Repeated content identification setup basics

This quick reference guide contains a basic workflow for setting up repeated content identification. For more detailed information, see Analytics.

Repeated content identification setup

The setup for running language identification is comprised of two components:

  1. Saved search

  2. Structured analytics set

1. Saved Search Setup

Use the following conditions and fields to create the saved search used for email threading. You do not need to set a sort order on this search.

Search Name

There is no recommendation for the saved search name. Follow your team’s normal protocol for naming searches.

Conditions

The condition for this search can be the same as the Conceptual Index search if it is different than the conditions noted below.

  • Extracted text size is greater than 0 kb.

  • Extracted text size is less than 30,000 kb.

Note: For workspaces with millions of documents, we recommend that you consider a sampling workflow. For more information, see Sampling for Repeated Content on the documentation site.

Fields

Any fields are acceptable.

2. Structured Analytics Set

Here are the steps and choices for creating a structured analytics set.

Structured Analytics Set Information

  • Name—enter a name for the structured analytics set.

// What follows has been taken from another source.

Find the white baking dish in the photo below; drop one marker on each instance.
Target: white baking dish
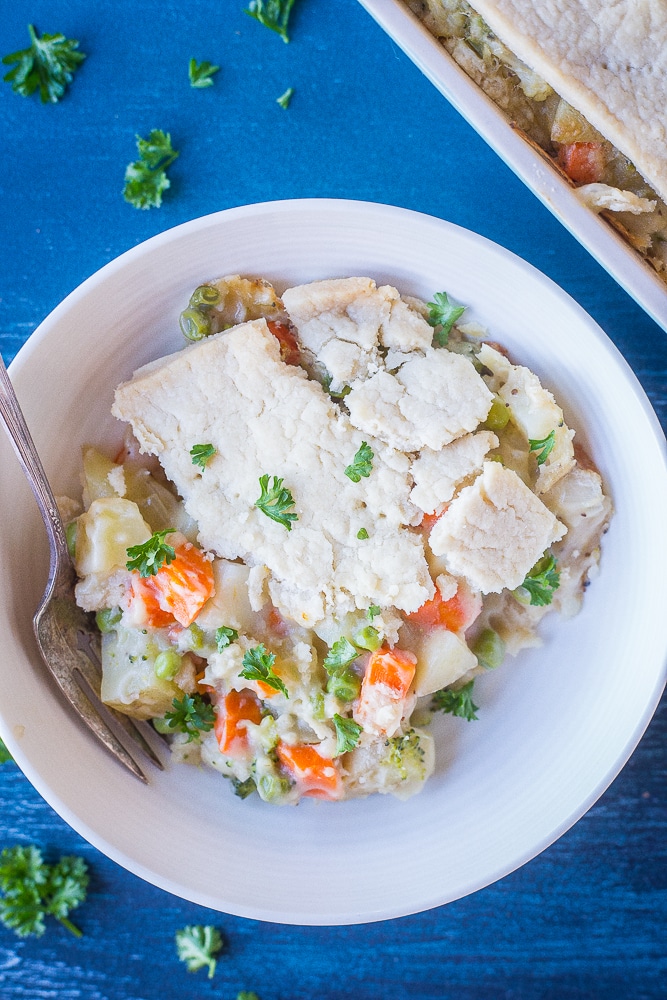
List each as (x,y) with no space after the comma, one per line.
(623,263)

  • Prefix—keep the default prefix or add your own prefix. Shorter prefixes, even just two characters, such as “LI,” take up less space in your views.

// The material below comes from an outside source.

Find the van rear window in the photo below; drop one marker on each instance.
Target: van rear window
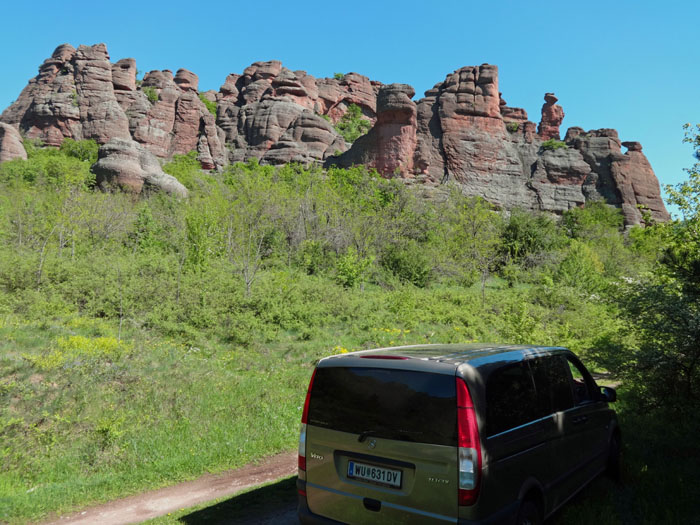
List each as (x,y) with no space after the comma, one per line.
(387,403)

  • Operations to run—select Repeated content identification.

  • Data source—select the saved search you created above.

Repeated Content Identification

  • Minimum number of occurrences—the minimum number of times a phrase must appear to be considered repeat content. We typically set this to .005 times the number of documents in your saved search.

  • Minimum number of words—leave as default.

  • Maximum number of words—leave as default.

  • Maximum number of lines to return—leave as default.

  • Number of tail lines to analyze—leave as default.

Optional Settings

Choose the appropriate analytics server.